Mme Maynard a également déploré l'absence de propositions visant à étendre l'application de la loi à un plus grand nombre d'organismes, à limiter les «exceptions trop vastes» prévues par la loi et à soumettre à son contrôle les documents considérés comme confidentiels par le Cabinet fédéral, qui sont actuellement exclus du champ d'application de la loi.

«Je suis déçue du manque d’ambition manifesté, qui révèle que le gouvernement ne saisit pas entièrement la gravité des difficultés qui minent le système d’accès à l’information du Canada», a souligné Mme Maynard dans sa déclaration.

«Les Canadiens et les Canadiennes devraient pouvoir s’attendre à un examen qui porte sur les problèmes de longue date, bien documentés, auxquels fait face le régime d’accès à l’information», a-t-elle ajouté.

Des lacunes reconnues

Le document d'orientation fédéral reconnaît les lacunes du système, notamment la mauvaise gestion de l'information fédérale, l'absence de déclassification systématique des documents historiques et les difficultés à obtenir des documents relatifs aux affaires autochtones.

Le document d'orientation propose une dérogation pour raison d'intérêt public afin de permettre la divulgation d'informations qui protégeraient la santé, la sûreté et la sécurité, ou aideraient simplement les citoyens à comprendre les décisions du gouvernement.

Le document suggère aussi d'établir des critères objectifs que les organismes doivent prendre en considération avant de prolonger les délais prévus par la loi. Il ne va toutefois pas jusqu'à proposer des limites concrètes à ces prolongations.

Il propose d'autoriser les institutions à prolonger les délais de réponse lorsqu'elles reçoivent plusieurs demandes d'accès de la part d'une même personne.

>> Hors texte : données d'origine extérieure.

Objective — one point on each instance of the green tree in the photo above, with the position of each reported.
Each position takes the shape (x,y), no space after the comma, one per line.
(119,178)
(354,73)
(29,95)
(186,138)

En outre, le document suggère d'autoriser explicitement une institution à prolonger le délai ou à suspendre une demande si celle-ci n'est pas claire ou est trop vague, et à prolonger les délais de traitement des demandes lorsque des situations d'urgence, telles que des pandémies ou des inondations, interrompent les activités gouvernementales.

Il exprime également des réserves quant à la fréquence croissante des ordonnances émises par la commissaire à l'information à l'intention des organismes gouvernementaux, affirmant qu'il «devenir difficile pour les institutions de les gérer».

Les propositions fédérales ignorent largement de nombreuses recommandations existantes et sont loin de répondre aux exigences nécessaires pour renforcer la transparence, a affirmé Mme Maynard dans son communiqué.

«À plusieurs égards, le but de ces propositions semble être d’alléger le fardeau administratif perçu par les institutions fédérales, plutôt que de faire respecter le droit à l’information des Canadiens et des Canadiennes», a-t-elle écrit.

Mme Maynard a précisé avoir informé le président du Conseil du Trésor, Shafqat Ali, qu'elle ne pouvait soutenir plusieurs de ces propositions à ce stade.

«Malgré l’étroite portée de cette consultation, j’ose espérer que le gouvernement envisagera d’autres améliorations législatives majeures, en plus de celles proposées dans les approches stratégiques», a-t-elle avancé dans sa déclaration.